An opportunity to personalize one’s education, explore specific areas of interest, and grow professionally.
The program is designed to develop clinical, research, and discipline-based skills; foster networking; provide experiences that will influence career opportunities; and cultivate desirable personal attitudes in, and behaviors of, future members of the veterinary profession.
Students complete a minimum of 3 selective credits during the first five semesters of the DVM program, emphasizing one or more areas of special interest. Students may either enroll in a sustained program, such as a combined degree program, or they may experiment with several different interest options.
There are a multitude of exciting and unique opportunities for our students to explore through clinical, research, service outreach, and didactic course selectives. In addition to some of the more popular selectives listed below, students will find a complete listing with descriptions in our Selectives Guide:
These courses and clinical experiences attract students interested in learning about, and gaining experience in, shelter medicine. Options range from the study of animal welfare, veterinary forensics, and small animal medicine including emergency care, diagnostics, pathology, and vaccinations, to hands-on experience in urban shelters and farm sanctuaries.
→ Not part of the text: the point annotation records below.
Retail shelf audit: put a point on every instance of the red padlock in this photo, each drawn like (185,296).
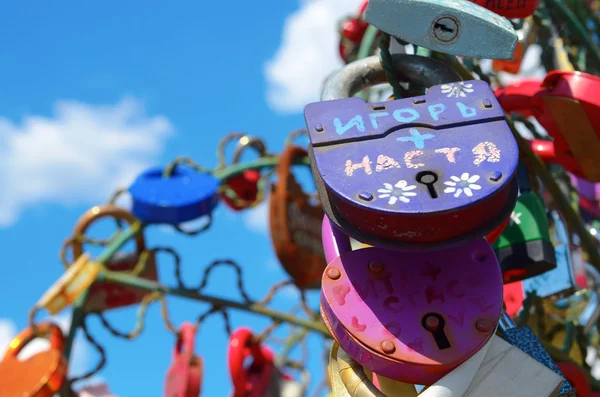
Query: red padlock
(245,187)
(511,9)
(352,32)
(253,380)
(184,377)
(566,104)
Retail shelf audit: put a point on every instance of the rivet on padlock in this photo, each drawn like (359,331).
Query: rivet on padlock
(253,380)
(184,376)
(413,316)
(566,105)
(509,8)
(183,196)
(295,225)
(525,339)
(245,185)
(524,249)
(455,27)
(416,173)
(41,375)
(103,295)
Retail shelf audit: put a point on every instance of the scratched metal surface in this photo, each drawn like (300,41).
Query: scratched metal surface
(482,33)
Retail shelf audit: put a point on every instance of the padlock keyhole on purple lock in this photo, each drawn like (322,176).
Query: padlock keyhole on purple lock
(428,178)
(434,323)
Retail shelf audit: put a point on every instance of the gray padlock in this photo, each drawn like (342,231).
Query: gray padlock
(524,339)
(456,27)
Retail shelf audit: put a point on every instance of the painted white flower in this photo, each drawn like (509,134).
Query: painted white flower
(465,184)
(457,89)
(400,191)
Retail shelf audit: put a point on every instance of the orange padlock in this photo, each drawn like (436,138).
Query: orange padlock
(41,375)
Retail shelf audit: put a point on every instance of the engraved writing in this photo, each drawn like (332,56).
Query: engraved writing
(406,115)
(484,151)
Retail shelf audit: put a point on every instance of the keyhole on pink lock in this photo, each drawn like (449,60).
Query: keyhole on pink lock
(434,323)
(428,178)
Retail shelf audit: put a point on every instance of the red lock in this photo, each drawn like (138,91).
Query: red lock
(253,380)
(352,32)
(566,104)
(245,187)
(511,9)
(184,377)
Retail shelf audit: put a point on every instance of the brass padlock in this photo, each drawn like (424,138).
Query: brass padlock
(104,295)
(41,375)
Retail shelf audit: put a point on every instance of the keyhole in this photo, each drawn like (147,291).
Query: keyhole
(435,324)
(428,178)
(443,28)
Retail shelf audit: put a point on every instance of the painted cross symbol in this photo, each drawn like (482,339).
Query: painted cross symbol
(515,218)
(416,138)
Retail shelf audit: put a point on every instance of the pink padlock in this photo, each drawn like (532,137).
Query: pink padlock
(412,316)
(184,377)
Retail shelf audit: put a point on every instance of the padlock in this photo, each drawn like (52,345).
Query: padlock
(527,36)
(416,173)
(184,376)
(566,105)
(261,378)
(524,339)
(413,316)
(183,196)
(295,225)
(485,372)
(560,281)
(245,185)
(455,27)
(524,249)
(105,295)
(41,375)
(511,9)
(352,31)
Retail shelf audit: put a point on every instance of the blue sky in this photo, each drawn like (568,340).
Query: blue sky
(152,82)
Selectives at the Wildlife Clinic engage students in the daily functions of the clinic and introduce them to hands-on wildlife care. They participate in daily patient rounds; procedures such as anesthesia, radiology, surgery, and necropsy; and didactic lectures in subjects such as avian radiology, ophthalmology, and neonatal care. Additionally, students observe close interactions with state and Federal wildlife agencies, wildlife rehabilitators, public health officials, and other animal organizations such as MSPCA and Animal Rescue League.
These selectives are designed to introduce students to the use of animals in biomedical research and the role of the laboratory animal veterinarian. Possible activities include presentations on regulatory control of research animal use, animal models in biomedical research, and ethical use of animals; a laboratory animal anatomy module including three dissection labs; tours of rodent and primate facilities; and mock Animal Care and Use Committee meetings.
Various opportunities exist for the student interested in community medicine and service. Support programs such as the Pet Loss Hotline and Paws for People; our affordable-care community clinic, Tufts at Tech; and educational outreach programs like Gap Junction provide important training to our students and invaluable services to the surrounding communities.
The Large Animal Hospital on campus provides students hands-on experience with out-patient/inpatient cases, including critically ill newborn foals in the neonatal intensive care unit. Other opportunities include a popular selective for second year students on clinical equine exercise physiology and various clinical experiences in area practices and veterinary hospitals.